Médecine libérale et protection sociale: le regard d’un échaudé!

 

« Dans le vide libéral, personne ne vous entendra crier »

 

 

Parfois la vie vous donne une bonne leçon. Pas trop souvent quand même, heureusement.

Samedi soir, sortie de bloc, coude gauche dans une attelle.

Mon copain Chir ortho :

« T’as pensé à déclarer ton accident du travail ? »

« Non, je pensais que c’était toi qui le faisais »

« Ben non, les libéraux vous êtes vos propres patrons, c’est vous qui déclarez »

« Ah mince ! Mais tu sais comment on fait ? »

« Je crois que c’est par recommandé. Fais gaffe t’as que 48h. En plus demain c’est dimanche ».

Légèrement blême, je tapotais fébrilement sur Google « comment déclarer accident de travail ? ».

Pour découvrir que, pour déclarer en ligne, il faut un compte net-entreprises.fr (que je n’avais pas).

Puis remplir péniblement le CERFA n14463*03 (ex-60-3682), tapant à un doigt de ma dernière main valide, pour envoyer le PDF par mail à ma femme qui a finalement pu poster le recommandé dans les délais requis.

Sacrée soirée ! Ou juste un samedi soir sur la terre (comme disait Francis).

 

Cette amusante histoire n’était malheureusement que le point de départ d’un chemin de croix administratif.

Les dossiers à constituer pour la Prévoyance comme pour la CARMF faisaient entre 50 et 100 pages chacun. On m’a demandé tellement de justificatifs et de certificats que j’ai dû me déclarer comme mon propre Médecin Traitant pour arriver au bout de mes démarches…

La seule consolation, c’est qu’en arrêt de travail, on a beaucoup de temps libre…

 

Donc je suis, par la force des choses, devenu « expert », ceinture noire en protection sociale libérale.

Je n’imaginais pas à quel point nous sommes sous-formés, et surtout sous-informés sur notre protection sociale.

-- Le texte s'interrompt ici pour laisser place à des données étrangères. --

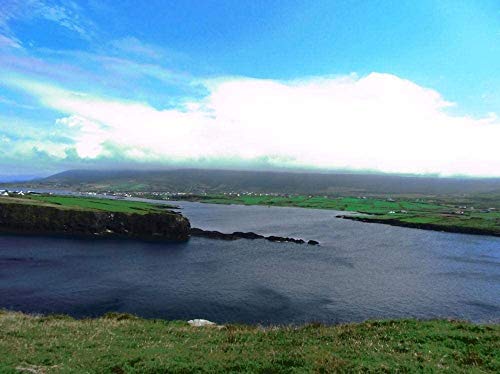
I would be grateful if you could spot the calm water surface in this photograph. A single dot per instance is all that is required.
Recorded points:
(360, 271)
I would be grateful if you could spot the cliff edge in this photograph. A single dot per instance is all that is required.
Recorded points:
(43, 219)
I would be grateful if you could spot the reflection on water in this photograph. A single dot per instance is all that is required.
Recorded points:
(360, 271)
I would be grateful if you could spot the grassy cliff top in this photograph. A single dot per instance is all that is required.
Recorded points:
(85, 203)
(126, 344)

Nous nous savions déjà peu préparés à la gestion d’un cabinet, au droit social, à la comptabilité.

Autant de domaines d’expertise qui nous échappent (heureusement nous sommes souvent bien conseillés par nos experts-comptables, avocats etc.).

On se découvre souvent trop tard « quasi à poil » en termes de protection sociale.

Mais revenons en arrière…

Depuis toujours, le médecin libéral est responsable de lui-même, puisqu’il est à la fois son patron et son outil de travail.

Il gagne (en tout cas dans l’imaginaire collectif) « beaucoup d’argent », ce qui est finalement son seul parachute.

En échange il renonce à toute protection et à toute faveur, à la « douce quiétude des salariés ».

Donc pendant longtemps le deal était clair :

90 jours de carence avant des indemnités journalières payées par la CARMF, et même une absence de couverture automatique pour les accidents du travail / maladies professionnelles.

Heureusement les choses évoluent !

Faisons ensemble l’inventaire des outils à notre disposition.

 

1/ La Prévoyance

Sans doute le dispositif le plus connu des Libéraux.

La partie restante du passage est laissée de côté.